Я уже понимаю и говорю: «Сколько я смогу собрать, я принесу, но вы мне, конечно, дадите расписку, что вы уже получили, чтобы нам не нужно было вносить по приказу генерала Муравьева». Нет, - говорит, - это не нужно, это совершенно другое.
Восемь дней я к нему ходил и сторговался на 25 тысяч. Я ему сказал, что он может прийти в магазин, там я ему деньги дам, и он может выбрать себе подстаканник, для жены колечко…Это ему очень понравилось. «Вы мне дайте ключи, чтобы я вас там мог встретить».
Он мне поверил, отдал все ключи. Естественно, до того, как они там появились, мы все ценности из магазина убрали. Он пришел, крестик себе, крестик жене, несмотря на то, что коммунист, подстаканник, брошечку… А потом говорит: «Так, вы знаете, иногда хочется покурить. Вот бы портсигарчик какой-нибудь хороший».
Что он ни просил - все ему дали. Набрал он товара мелкого и получил 25 тысяч. На этом все успокоилось.
Через неделю Муравьев его расстрелял. А потом самого Муравьева тоже расстреляли, потому что выяснилось, что он это не с нами одними проделал. Но другие дали почти все, что он просил.
Вообще, грабежи были организованы в феноменальных размерах. Днем объявлялось, что все грабежи будут строго наказаны, сейчас же звонить в полицию при малейших попытках, а ночью вооруженные солдаты в буквальном смысле врывались в дома, делали обыски, насиловали женщин.
Мы решили уехать из Киева в Одессу. При этом хотели как-то спасти имущество, думая, что в наше отсутствие начнутся грабежи. На вокзале было страшное воровство. У людей выхватывали чемоданы из рук. С нами ехала художница Александра Экстер. Ее муж зашил большую сумму денег в подкладку пальто на спине. И когда он оказался в купе, то заметил, что у него на спине дырка. Кто-то разрезал ножом сукно без всяких церемоний. Он это только в вагоне заметил.
В Одессу мы приехали большой семьей - мой брат, жена, ее сестра, теща, - все старались удрать. В Одессе был губернатор, администрация функционировала, как и раньше, а французы занимались администрацией военного характера.

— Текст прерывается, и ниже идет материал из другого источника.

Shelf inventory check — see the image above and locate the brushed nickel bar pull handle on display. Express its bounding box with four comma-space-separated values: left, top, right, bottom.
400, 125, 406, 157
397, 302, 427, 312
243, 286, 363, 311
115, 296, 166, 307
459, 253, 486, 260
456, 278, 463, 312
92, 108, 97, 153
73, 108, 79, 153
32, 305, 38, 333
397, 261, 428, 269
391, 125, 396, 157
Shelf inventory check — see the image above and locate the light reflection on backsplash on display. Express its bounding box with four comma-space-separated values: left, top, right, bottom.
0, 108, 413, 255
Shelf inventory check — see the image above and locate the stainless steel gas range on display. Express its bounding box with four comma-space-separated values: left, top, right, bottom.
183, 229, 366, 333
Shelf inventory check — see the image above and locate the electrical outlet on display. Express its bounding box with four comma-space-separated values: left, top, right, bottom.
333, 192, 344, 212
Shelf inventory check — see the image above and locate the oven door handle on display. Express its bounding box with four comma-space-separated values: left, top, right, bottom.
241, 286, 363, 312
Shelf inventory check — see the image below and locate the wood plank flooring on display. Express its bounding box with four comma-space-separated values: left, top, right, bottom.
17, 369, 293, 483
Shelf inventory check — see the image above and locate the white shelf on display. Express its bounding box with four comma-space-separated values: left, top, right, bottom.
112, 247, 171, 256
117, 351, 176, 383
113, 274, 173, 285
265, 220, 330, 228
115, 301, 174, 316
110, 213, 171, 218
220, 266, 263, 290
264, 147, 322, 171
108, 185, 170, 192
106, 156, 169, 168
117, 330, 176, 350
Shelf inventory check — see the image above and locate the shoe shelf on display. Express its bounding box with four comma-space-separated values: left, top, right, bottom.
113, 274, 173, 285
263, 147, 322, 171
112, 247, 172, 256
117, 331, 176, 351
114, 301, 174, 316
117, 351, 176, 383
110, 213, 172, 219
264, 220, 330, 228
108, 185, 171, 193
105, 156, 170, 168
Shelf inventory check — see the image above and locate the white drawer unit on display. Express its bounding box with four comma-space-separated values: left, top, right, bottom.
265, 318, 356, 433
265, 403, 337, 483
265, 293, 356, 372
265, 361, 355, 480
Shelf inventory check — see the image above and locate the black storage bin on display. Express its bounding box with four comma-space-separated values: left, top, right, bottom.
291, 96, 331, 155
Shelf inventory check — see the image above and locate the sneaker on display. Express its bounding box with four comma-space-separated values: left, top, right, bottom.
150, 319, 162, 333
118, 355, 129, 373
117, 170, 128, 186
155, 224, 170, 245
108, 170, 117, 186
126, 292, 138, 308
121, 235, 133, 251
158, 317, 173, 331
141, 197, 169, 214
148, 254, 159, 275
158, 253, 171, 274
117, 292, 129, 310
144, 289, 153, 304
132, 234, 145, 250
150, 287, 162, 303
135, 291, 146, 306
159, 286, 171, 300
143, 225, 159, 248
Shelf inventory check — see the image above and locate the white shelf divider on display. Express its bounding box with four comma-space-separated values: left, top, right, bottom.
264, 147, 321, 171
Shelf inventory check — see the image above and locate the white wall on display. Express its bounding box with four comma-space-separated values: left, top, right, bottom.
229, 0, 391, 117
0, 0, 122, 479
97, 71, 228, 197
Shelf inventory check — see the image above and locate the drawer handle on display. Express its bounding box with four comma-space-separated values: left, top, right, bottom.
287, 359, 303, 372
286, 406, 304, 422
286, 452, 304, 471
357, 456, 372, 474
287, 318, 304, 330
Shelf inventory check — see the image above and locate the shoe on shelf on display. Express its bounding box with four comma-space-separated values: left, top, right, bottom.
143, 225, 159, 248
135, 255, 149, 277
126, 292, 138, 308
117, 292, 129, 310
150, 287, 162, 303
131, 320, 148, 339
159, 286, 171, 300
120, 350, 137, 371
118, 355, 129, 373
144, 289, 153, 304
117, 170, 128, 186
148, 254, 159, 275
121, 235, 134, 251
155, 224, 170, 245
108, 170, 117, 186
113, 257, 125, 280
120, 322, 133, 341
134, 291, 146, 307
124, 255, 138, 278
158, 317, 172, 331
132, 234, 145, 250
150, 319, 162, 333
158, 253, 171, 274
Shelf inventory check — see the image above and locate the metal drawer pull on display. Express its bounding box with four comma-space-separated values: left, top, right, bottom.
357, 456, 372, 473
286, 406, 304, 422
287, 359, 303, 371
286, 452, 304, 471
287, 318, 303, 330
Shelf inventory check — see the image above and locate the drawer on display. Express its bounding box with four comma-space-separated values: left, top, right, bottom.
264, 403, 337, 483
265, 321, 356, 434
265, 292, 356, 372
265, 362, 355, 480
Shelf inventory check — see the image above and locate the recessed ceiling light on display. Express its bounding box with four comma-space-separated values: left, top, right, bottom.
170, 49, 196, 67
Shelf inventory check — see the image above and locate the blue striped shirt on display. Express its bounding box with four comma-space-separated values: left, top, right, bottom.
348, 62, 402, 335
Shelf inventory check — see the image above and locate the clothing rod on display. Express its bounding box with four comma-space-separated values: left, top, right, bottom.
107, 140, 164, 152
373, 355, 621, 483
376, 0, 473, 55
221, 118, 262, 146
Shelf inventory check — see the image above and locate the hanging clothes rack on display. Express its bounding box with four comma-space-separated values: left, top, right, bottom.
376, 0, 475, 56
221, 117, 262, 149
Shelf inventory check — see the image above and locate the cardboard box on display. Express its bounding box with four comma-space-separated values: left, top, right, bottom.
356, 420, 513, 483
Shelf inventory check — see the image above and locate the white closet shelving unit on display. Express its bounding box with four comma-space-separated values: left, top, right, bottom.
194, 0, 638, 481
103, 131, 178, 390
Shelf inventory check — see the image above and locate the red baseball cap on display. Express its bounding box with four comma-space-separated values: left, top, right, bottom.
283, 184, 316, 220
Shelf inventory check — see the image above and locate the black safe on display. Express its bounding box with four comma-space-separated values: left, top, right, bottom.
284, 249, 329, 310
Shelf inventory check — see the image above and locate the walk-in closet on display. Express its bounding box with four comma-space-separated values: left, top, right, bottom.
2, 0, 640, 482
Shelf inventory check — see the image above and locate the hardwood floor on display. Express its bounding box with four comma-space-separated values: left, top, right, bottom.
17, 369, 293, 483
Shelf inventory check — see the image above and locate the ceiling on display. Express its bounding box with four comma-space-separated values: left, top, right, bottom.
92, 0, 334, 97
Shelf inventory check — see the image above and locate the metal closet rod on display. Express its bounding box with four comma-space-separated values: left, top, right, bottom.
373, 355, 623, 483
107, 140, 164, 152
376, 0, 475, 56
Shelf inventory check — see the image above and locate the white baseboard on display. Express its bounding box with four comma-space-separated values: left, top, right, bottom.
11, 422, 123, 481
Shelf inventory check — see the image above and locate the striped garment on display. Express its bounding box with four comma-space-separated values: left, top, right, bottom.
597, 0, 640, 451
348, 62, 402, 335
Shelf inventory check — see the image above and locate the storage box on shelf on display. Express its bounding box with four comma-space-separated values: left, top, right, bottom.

Они там организовали интернациональную комиссию по снабжению южной России, и я там был еще с одним переводчиком. И наша роль заключалась не только в том, чтобы переводить, но и встречаться с российскими властями по разным вопросам.
Из Одессы мы уехали с французскими войсками в апреле 1919 года на французском транспорте «Корковадо», забранном как военный трофей у турков. Можете себе представить, в каком виде был этот пароход. Там не было ни одной тарелки, вилки, простыни, перины. Это был совершенно голый скелет, движущийся по воде. Мы должны были ехать в трюме, где были 4 железные койки. И еды никакой. Тоже надо было об этом подумать.
В Константинополе мы болтались целый месяц. Через военный штаб я телеграфировал своему брату, который жил в Париже и был доктором. Еще через пару недель мы получили визы и отправились на пароходе прямо в Париж. И приехали сюда 6 мая 1919 года.